Matthew Watson
Matthew Watson

Reputation: 109792

Any way to replicate the .Net Core DeflateStream.Flush() behaviour in .Net Framework?

Background

I want to use StreamJsonRpc as a replacement for WCF in a future .Net Core port of an application. Before porting the code to .Net Core, I want to update the existing code (which is .Net Framework 4.8) to use StreamJsonRpc.

Because the data written by StreamJsonRpc is large compared to the binary source data, and is extremely compressible, I want to use DeflateStream to compress it.
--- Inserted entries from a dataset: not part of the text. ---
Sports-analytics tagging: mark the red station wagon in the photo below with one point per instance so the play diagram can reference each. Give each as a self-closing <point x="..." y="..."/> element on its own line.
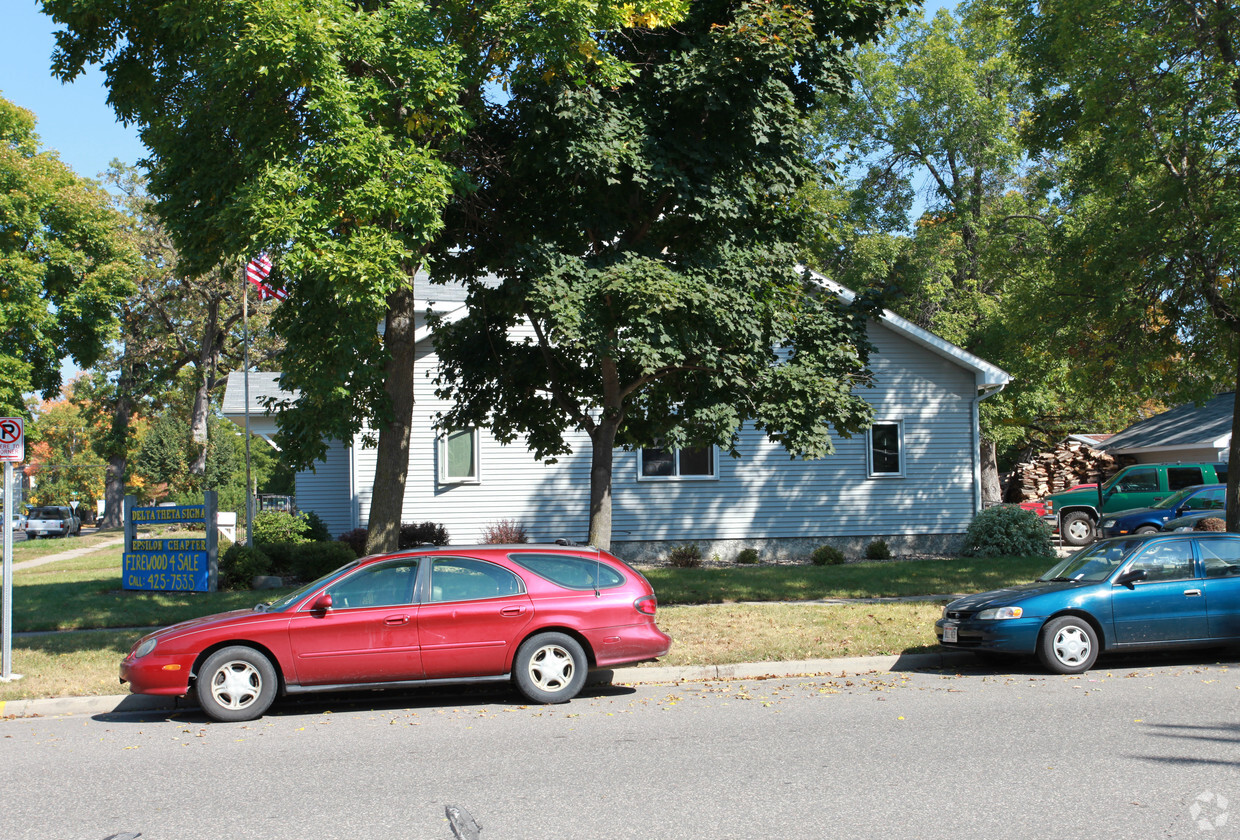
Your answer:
<point x="540" y="616"/>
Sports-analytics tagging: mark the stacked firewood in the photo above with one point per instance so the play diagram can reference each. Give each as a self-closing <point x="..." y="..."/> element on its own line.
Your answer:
<point x="1064" y="467"/>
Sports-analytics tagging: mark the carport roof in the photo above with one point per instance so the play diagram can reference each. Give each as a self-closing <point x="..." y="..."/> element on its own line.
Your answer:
<point x="1207" y="426"/>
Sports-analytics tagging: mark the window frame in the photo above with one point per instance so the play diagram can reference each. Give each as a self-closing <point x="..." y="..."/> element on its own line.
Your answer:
<point x="442" y="457"/>
<point x="713" y="475"/>
<point x="899" y="449"/>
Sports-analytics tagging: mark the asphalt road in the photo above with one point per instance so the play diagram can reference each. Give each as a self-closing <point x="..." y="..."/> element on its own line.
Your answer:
<point x="1143" y="748"/>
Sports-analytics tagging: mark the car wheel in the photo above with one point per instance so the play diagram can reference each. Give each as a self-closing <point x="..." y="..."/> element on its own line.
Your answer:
<point x="1068" y="645"/>
<point x="1076" y="529"/>
<point x="236" y="684"/>
<point x="549" y="668"/>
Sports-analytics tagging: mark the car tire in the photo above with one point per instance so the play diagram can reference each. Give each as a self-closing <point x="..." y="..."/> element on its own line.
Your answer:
<point x="1068" y="645"/>
<point x="236" y="684"/>
<point x="549" y="668"/>
<point x="1076" y="529"/>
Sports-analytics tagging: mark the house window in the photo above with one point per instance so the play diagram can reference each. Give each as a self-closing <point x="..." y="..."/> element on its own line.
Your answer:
<point x="885" y="449"/>
<point x="458" y="457"/>
<point x="691" y="463"/>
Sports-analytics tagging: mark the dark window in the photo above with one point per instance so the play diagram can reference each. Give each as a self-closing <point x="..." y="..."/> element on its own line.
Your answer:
<point x="1183" y="477"/>
<point x="1140" y="479"/>
<point x="569" y="572"/>
<point x="1222" y="557"/>
<point x="692" y="462"/>
<point x="460" y="578"/>
<point x="382" y="585"/>
<point x="884" y="449"/>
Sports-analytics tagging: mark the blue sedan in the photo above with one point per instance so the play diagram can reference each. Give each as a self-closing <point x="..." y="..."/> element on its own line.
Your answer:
<point x="1124" y="593"/>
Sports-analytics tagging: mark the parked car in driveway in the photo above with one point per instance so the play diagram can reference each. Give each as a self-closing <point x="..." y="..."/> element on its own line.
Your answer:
<point x="1147" y="520"/>
<point x="52" y="521"/>
<point x="538" y="616"/>
<point x="1075" y="514"/>
<point x="1122" y="593"/>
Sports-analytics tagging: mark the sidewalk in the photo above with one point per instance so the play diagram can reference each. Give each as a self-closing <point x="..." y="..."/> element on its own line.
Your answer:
<point x="141" y="704"/>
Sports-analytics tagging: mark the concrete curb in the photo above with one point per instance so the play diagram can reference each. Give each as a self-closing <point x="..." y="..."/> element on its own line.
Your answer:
<point x="137" y="704"/>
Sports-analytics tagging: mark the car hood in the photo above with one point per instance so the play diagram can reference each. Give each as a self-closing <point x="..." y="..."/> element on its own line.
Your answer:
<point x="205" y="622"/>
<point x="1014" y="594"/>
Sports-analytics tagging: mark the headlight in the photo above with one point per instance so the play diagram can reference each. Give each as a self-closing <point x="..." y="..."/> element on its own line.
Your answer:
<point x="1001" y="612"/>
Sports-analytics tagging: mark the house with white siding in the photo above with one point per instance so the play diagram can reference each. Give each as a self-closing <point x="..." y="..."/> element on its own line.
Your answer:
<point x="913" y="479"/>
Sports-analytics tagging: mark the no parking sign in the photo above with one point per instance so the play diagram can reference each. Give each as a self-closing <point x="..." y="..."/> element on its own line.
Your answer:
<point x="13" y="439"/>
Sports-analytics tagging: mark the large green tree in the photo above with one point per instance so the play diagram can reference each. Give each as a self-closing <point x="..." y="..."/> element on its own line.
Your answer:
<point x="645" y="238"/>
<point x="324" y="132"/>
<point x="65" y="266"/>
<point x="1143" y="99"/>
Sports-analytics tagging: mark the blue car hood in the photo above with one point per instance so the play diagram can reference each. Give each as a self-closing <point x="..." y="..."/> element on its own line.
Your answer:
<point x="1014" y="594"/>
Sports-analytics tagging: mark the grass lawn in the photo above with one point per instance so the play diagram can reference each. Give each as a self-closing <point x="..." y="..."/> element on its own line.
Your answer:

This leads on to the problem: The compression works with .Net Core, but it doesn't work with .Net Framework.

Why it doesn't work

Consider the following code:

var output   = new MemoryStream();
var deflater = new DeflateStream(output, CompressionMode.Compress, leaveOpen:true);
var data     = Encoding.UTF8.GetBytes("This is the data to be compressed");

deflater.Write(data, 0, data.Length);
deflater.Flush();

Console.WriteLine(output.Length); // 0 for .Net 4.8, >0 for .Net Core 3.1+

For .Net Core, this outputs a number greater than zero. For .Net Framework, this outputs zero.

I've instrumented StreamJsonRpc and I can see that it is calling Stream.Flush() after it writes a block of data, so I'm fairly sure that this is the problem.

The .Net Core implementation of DeflateStream.Flush() actually does flush, but the .Net Framework implementation does nothing.

My Question

Is there any way in .Net Framework 4.8 to flush a DeflateStream? If there is, I can write a wrapper class for DeflateStream that implements Stream.Flush() so that it actually flushes.

Other Notes

A bug was raised for this in October 2015, and it was fixed for .Net Core in December 2015.

Also, the documentation for DeflateStream.Flush() is incorrect.

For .Net Framework and .Net Core the header says:

The current implementation of this method has no functionality.

But under Remarks it says:

Flushes the internal buffer if the compression mode is set to Compress.

Clearly both those things can't be true, and the documentation should be different for .Net Core versus .Net Framework.